Health Fitness

Forming Good Habits – The Easy Path to the Good Life

Nail biting, fidgeting, smoking, watching too much TV…everyone has some kind of bad habit that they would like to break and, if possible, put a good habit in its place. Don’t worry, help is at hand! Once we understand the nature of habits, we can continue to influence our own psychological behavior and set out toward a lifetime of positive habits that actually do more good than harm.

Studies reveal that as much as 45% of what we do every day is habitual. Most of us perform the same actions almost without thinking in the same place or at the same time every day, usually due to subtle cues. When we think of the word ‘habit’ our minds tend to jump to less pleasant patterns of behavior like the ones mentioned above. But clothes don’t have to be bad. In fact, creating good habits is essential for success. Adopting certain habits like exercise, healthy eating, and meditation can be transformative.

The nature of habits

Through experimentation and observation, social scientists have learned that there is power in linking certain behaviors to habitual cues. For example, the urge to check your email or reach for the bag of chips is probably a habit with a specific prompt.

The researchers found that most signals fall into four broad categories: a specific location or time of day, a certain series of actions, particular moods, or the company of specific people. The urge for French fries, for example, probably occurs after you’ve gotten home from work, maybe you’ve had a bad day, and you’re watching TV.

Dr. Wood, a professor of psychology and neuroscience at Duke, studied exercise habits among students who transferred from one university to another. When the locations remained similar (the new school had an outdoor track like the old one, for example), the students continued to run regularly. But if the tracks were too different, his exercise routine often slowed down.

In another experiment, in which researchers were studying smokers, those who wanted to quit were more than twice as successful if they started quitting on vacation, when they were in a different context, away from people and places that act as triggers.

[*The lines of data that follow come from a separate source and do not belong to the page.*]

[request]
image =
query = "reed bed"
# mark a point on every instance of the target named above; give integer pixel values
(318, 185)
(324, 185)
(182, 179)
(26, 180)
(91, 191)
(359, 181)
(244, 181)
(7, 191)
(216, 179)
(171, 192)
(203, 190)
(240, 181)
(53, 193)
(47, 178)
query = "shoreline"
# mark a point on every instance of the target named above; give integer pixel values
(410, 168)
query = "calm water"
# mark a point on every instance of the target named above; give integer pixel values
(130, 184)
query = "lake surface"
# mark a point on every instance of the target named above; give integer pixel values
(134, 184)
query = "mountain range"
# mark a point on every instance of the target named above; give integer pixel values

According to Dr. Wood, “Habits are formed when memory associates specific actions with specific places or moods. If you regularly eat chips while sitting on the couch, after a while, seeing the couch will automatically prompt you to search for the Doritos. These associations are sometimes so strong that you have to replace the couch with a wooden chair for the diet to be successful.”

Habits, whether good or bad, make us who we are.

The key is to control them. If you understand how habits work, you can use this knowledge to create good habits, and this can change your life.

Here are some tips inspired by Scott Young to help you create great clothes:

  1. A habit for 30 days. Try to focus on one change you want to make for 30 days. Thirty days is roughly the time it takes for a behavior to become conditioned, to become a habit.
  2. Replace lost necessities. You can’t stop habits without replacing the needs they satisfy. For example, cutting back on television probably means you need to find a new way to relax and get information. In this case, you could try going for a walk and then read the newspaper. But make sure you don’t substitute one bad habit for another, like giving up smoking just to overeat.
  3. Avoid bad habit triggers. As much as possible, try to avoid the triggers that you associate with your bad habits. And if you’re trying to build good habits, you can use the trigger effect to your advantage. For example, buy a smoothie maker and put it on your counter to help you make a healthy smoothie for breakfast every morning.
  4. Comments on the balance. The difference between long-term change and giving up on day 31 is feedback balance. If your change creates more pain in your life than joy, it will be hard to stick with it. Find diets, exercise routines, financial plans and work routines that work for you in the long run.
  5. Get leverage. Give a friend a hundred dollars on the condition that they return it to you only when you have served 30 days without fail. Make a public commitment to everyone you know to stick to it. Also offer yourself a reward if you do it for a month (and you do it every month).
  6. keep it simple Your change should involve one or two rules, not a dozen. Exercising three times a week for at least 40 minutes is easy to follow. Designing an elaborate yoga, rock climbing, and swimming workout routine on specific days of the week is tricky. Complexity is a headache and you could be setting yourself up for failure if other things come up like travel, meetings, etc.
  7. One habit at a time. Don’t try to change everything at once. This is too much pressure. Introduce a habit and work on it until it becomes automatic and then move on to the next habit. The successful introduction of one habit gives you the confidence to move on to the next.
  8. Consistency is the key. The point of a habit is that it requires no thought. Make sure your habit is as consistent as possible and repeats every day for 30 days. This will ensure that your habit is properly conditioned.